Sheriff who granted warrants in botched Rangers probe allegedly held shares in club

Sheriff who granted warrants in botched Rangers probe allegedly held shares in club

The Scottish Conservatives have called on the Lord Justice General, Lord Carloway, to investigate why a sheriff failed to recuse himself in the Rangers fraud case when he was said to be a shareholder of the club.

Russell Findlay, the Scottish Conservative spokesman on community safety, raised the matter following allegations in The Times which suggested that Sheriff Lindsay Wood held shares in Rangers’ old parent company which were rendered worthless when the club went into administration in 2012.

The newspaper claimed to have seen records from 2008 showing that Sheriff Wood held 110 shares.

He signed off on 22 warrants during the botched investigation into the takeover of Rangers between 2013 and 2015. One of them allowed officers to raid the offices in London of Holman Fenwick Willan, the law firm representing administrators Duff & Phelps.
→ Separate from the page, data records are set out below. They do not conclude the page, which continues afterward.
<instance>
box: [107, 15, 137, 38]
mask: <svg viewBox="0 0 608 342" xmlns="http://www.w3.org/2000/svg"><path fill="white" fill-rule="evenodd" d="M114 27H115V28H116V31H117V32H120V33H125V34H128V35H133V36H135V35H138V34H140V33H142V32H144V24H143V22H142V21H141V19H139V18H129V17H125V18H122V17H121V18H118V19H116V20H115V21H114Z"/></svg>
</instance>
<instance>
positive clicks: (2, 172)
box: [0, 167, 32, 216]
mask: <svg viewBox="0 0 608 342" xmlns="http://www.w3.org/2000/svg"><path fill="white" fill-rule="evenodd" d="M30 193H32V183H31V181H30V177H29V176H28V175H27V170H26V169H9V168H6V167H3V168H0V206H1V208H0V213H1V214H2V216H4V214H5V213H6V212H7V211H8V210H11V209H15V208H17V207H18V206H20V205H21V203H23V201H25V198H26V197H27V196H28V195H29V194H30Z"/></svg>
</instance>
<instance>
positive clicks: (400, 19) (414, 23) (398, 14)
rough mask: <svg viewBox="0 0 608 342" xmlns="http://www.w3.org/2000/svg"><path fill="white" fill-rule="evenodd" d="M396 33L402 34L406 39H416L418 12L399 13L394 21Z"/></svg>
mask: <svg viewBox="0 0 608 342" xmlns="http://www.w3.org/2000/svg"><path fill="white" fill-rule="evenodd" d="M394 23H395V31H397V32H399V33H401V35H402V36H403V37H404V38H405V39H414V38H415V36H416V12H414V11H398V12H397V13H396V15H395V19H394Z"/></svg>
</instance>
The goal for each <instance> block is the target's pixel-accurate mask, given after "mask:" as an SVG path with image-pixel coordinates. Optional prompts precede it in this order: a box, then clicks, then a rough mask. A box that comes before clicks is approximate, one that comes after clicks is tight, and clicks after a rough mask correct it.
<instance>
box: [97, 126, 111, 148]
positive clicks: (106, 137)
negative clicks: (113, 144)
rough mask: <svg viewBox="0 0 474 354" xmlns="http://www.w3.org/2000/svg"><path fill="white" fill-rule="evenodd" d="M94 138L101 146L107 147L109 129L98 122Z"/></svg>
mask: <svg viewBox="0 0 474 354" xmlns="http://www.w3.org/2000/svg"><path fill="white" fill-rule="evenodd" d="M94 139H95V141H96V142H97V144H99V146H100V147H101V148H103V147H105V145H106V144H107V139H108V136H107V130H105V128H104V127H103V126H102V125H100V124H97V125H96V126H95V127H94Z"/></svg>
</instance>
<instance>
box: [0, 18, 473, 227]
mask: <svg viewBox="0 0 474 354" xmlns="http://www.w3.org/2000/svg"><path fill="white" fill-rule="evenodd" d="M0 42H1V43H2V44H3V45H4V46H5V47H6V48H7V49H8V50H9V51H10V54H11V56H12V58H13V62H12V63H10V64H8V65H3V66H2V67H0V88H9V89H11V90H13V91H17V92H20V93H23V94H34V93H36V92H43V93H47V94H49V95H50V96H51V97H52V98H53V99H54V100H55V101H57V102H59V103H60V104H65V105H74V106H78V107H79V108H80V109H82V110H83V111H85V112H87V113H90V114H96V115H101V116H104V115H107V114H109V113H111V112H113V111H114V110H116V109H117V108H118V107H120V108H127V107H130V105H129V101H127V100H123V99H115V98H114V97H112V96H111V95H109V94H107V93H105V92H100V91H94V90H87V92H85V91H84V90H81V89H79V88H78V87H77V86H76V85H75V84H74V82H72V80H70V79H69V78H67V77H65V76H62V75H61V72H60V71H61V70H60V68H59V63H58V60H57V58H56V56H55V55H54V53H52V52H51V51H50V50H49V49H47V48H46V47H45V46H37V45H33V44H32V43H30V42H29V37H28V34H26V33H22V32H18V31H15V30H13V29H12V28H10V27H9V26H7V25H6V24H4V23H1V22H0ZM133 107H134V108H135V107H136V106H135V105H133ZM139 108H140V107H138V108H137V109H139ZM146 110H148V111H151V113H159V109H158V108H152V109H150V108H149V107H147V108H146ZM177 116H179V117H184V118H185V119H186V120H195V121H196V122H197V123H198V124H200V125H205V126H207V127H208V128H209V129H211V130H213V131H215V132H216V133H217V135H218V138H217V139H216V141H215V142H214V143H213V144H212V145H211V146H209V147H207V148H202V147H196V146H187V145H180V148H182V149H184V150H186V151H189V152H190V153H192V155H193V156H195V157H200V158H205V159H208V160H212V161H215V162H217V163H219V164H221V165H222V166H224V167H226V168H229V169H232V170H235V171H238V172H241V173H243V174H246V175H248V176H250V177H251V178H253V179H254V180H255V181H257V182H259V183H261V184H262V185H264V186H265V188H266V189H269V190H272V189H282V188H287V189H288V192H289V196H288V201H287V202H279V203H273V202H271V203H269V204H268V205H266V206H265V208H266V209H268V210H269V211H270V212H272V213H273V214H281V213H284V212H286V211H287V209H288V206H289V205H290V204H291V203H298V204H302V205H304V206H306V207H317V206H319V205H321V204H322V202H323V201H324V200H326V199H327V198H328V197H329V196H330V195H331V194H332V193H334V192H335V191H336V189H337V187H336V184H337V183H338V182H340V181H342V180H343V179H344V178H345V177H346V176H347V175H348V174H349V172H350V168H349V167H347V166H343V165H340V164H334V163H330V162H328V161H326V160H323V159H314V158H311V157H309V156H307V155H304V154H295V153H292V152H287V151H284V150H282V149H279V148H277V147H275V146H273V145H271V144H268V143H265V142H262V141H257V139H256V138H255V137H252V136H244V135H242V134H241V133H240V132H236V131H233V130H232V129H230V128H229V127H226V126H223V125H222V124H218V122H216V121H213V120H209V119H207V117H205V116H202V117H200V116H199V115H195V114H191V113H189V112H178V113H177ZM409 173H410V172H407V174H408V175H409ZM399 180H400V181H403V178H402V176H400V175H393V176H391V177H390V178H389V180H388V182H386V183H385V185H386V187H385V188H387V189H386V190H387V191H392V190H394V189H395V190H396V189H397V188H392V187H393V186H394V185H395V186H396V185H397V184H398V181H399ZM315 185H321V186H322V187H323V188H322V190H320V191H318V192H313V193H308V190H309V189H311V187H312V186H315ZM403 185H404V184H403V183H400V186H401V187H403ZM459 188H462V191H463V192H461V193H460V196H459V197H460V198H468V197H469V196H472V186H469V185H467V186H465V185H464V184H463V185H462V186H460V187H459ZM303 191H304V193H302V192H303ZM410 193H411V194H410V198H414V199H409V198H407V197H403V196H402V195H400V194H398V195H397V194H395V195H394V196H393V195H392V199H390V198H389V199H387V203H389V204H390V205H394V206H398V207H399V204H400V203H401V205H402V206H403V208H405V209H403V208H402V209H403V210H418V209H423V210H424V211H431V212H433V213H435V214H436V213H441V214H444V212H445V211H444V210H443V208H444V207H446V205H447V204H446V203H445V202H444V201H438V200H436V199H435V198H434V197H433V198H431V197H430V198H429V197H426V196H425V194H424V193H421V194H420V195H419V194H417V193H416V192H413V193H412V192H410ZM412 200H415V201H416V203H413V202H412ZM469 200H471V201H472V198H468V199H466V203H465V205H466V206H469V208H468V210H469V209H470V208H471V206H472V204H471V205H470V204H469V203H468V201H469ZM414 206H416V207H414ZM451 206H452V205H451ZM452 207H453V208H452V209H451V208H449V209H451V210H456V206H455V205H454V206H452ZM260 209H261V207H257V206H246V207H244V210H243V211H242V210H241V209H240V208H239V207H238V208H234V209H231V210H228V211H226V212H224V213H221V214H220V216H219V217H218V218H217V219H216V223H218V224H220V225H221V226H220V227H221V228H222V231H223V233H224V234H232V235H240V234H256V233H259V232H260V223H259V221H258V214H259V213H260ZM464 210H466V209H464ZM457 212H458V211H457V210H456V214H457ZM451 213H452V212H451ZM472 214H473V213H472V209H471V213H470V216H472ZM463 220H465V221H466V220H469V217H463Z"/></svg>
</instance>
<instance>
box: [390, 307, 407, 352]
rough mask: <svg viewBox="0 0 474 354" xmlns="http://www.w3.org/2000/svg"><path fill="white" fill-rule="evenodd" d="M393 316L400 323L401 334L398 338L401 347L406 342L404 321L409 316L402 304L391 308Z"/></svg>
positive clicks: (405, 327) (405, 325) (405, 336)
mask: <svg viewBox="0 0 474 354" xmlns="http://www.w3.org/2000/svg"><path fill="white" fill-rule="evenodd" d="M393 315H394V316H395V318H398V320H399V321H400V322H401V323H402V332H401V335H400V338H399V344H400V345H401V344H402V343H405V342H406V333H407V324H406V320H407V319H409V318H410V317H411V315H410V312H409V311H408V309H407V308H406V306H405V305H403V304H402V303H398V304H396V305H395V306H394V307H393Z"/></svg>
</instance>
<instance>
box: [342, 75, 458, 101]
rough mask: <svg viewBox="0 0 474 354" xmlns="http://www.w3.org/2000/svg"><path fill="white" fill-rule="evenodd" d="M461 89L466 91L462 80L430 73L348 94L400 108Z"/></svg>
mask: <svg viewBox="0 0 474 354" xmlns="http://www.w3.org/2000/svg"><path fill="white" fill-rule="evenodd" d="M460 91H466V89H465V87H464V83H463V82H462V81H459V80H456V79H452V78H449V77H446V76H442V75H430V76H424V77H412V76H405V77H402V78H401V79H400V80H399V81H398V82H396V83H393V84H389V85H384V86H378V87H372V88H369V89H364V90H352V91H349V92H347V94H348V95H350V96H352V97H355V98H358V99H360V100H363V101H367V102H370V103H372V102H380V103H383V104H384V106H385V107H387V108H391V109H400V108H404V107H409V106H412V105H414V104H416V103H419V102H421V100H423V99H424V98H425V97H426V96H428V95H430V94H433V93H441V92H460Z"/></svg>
It was later found to be unlawful and made “without proper safeguards”.

It had been requested by detective chief inspector Jim Robertson, who it is claimed wore Rangers cufflinks while conducting interviews.

Mr Findlay said: “This represents a glaring judicial conflict of interest in the Rangers malicious prosecution scandal. It seems there was a perfect storm of a Rangers-supporting police officer, a Rangers-supporting sheriff and Crown Office prosecutors who pursued innocent men with reckless disregard for the evidence, leaving taxpayers with a bill for tens of millions of pounds and no one being held to account.

“A register of judicial recusals was introduced in Scotland seven years ago for circumstances such as these, and I would expect Lord Carloway to establish why there was no voluntary recusal by Sheriff Wood.”

A spokeswoman for the Judicial Office for Scotland told the newspaper: “In making a judicial decision, sheriffs must carefully consider the facts before them and take full account of the unique circumstances of each individual case, applying the law without bias or prejudice.

“Judges can recuse themselves from proceedings on certain grounds — or parties to a case can object to a judge’s involvement.

“If a party is not satisfied with a judicial decision, it can be appealed to a higher court.”